We are doing a benchmark testing of the application and currently focus on
area where we insert about 12M rows in 1 table in 1 batch and commit every
50k rows, Inserts are done by application using OCI calls. When we started
and tables were empty the batch was taking about 6:30 min and now with
tables having 200M rows the batch is taking about 30 min (5 times more). 

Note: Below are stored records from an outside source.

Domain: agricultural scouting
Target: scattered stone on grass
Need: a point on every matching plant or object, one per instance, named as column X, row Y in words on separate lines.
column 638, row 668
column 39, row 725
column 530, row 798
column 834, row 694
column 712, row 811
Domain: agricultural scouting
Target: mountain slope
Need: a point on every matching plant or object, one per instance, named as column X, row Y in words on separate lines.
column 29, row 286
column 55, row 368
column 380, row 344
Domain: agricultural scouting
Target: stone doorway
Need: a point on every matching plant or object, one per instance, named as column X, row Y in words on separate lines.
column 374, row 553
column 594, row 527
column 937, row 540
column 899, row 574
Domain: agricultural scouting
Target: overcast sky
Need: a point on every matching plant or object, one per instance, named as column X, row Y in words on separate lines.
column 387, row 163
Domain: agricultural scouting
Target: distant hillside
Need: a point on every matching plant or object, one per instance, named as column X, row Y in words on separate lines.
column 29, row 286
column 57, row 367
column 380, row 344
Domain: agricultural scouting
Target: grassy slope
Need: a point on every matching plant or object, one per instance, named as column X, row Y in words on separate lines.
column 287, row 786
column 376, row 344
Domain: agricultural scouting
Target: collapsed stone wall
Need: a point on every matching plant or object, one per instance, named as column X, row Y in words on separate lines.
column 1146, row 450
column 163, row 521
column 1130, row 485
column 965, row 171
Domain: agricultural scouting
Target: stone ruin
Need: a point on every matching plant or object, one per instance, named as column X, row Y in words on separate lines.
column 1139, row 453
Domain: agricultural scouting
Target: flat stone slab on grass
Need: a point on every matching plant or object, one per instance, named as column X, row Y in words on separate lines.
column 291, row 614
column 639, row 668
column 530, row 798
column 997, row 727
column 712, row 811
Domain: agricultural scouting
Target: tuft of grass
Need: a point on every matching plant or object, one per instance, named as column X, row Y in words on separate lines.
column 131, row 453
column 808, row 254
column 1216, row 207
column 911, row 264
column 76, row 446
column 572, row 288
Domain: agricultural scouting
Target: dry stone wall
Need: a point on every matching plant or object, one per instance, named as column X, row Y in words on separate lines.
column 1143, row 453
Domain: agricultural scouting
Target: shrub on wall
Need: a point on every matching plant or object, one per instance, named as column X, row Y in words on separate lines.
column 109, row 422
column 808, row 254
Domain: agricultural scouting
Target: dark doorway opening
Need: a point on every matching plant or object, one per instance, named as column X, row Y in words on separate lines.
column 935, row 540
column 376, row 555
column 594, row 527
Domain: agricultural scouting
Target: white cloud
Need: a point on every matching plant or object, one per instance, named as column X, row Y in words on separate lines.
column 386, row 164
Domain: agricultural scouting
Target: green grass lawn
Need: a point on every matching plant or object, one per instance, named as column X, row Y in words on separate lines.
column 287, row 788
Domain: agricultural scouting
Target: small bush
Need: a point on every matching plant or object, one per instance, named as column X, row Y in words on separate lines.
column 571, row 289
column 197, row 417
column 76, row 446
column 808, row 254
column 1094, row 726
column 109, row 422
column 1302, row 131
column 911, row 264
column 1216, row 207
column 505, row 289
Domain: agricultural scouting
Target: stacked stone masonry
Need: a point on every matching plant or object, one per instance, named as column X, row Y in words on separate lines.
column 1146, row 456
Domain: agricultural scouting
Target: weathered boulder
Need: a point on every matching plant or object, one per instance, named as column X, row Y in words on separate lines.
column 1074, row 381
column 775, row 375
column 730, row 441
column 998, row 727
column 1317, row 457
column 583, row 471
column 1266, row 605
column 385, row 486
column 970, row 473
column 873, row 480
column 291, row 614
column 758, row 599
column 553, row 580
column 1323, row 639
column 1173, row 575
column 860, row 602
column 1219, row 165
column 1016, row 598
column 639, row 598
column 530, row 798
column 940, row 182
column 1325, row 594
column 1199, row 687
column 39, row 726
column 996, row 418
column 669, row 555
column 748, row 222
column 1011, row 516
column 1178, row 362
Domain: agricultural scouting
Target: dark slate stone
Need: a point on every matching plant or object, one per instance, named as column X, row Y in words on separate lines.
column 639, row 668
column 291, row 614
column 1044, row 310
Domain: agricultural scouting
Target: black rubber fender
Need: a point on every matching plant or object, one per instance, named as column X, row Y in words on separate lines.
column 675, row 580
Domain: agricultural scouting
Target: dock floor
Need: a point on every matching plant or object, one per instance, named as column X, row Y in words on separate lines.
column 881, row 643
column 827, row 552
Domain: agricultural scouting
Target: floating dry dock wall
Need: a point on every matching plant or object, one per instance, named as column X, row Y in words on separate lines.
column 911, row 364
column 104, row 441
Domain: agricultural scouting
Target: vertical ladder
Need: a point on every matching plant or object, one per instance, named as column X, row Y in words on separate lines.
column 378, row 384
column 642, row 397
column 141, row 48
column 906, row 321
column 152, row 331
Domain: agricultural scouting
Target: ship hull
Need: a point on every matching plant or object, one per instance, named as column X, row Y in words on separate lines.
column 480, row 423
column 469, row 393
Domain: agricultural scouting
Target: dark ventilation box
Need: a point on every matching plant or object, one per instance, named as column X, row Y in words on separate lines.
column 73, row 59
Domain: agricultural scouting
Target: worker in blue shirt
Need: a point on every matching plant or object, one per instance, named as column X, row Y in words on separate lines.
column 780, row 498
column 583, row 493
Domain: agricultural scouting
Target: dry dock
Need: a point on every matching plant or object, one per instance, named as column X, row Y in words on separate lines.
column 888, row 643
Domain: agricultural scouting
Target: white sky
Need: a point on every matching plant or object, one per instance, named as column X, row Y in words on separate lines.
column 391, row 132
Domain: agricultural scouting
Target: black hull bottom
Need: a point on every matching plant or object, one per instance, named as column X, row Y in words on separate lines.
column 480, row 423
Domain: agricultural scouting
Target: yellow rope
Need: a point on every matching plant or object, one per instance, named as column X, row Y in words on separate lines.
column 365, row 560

Following is the configuration

Oracle 10.2.0.3 <http://10.2.0.3/> , 2 node RAC cluster on Linux AS. Each
node has 8 CPU's and 32GB RAM and db_buffers are allocated 12GB and
Shared_pool to 3 GB on both the machine.

We are using ASM (stripe size 1mb default), ASSM, and local extent
management.

 

Table has 22 columns and 4 indexes, 2 column primary key, 2 (3 column
indexes) and 1 (1 column index). Table is range partitioned on date column
and currently has 30 partitions and all the inserts are going to all the 30
partitions, we already done all the filtering at application layer so that
there is very less internodes communication and both the RAC nodes are
inserting into 15 separate partitions.

I checked the wait events and db file sequential read is now consuming about
70% of total time and most of the time is spent on both the 3 column indexes
of the table. What options can we try or what should be the sequence of
steps to follow to reduce these waits and increase the insert performance.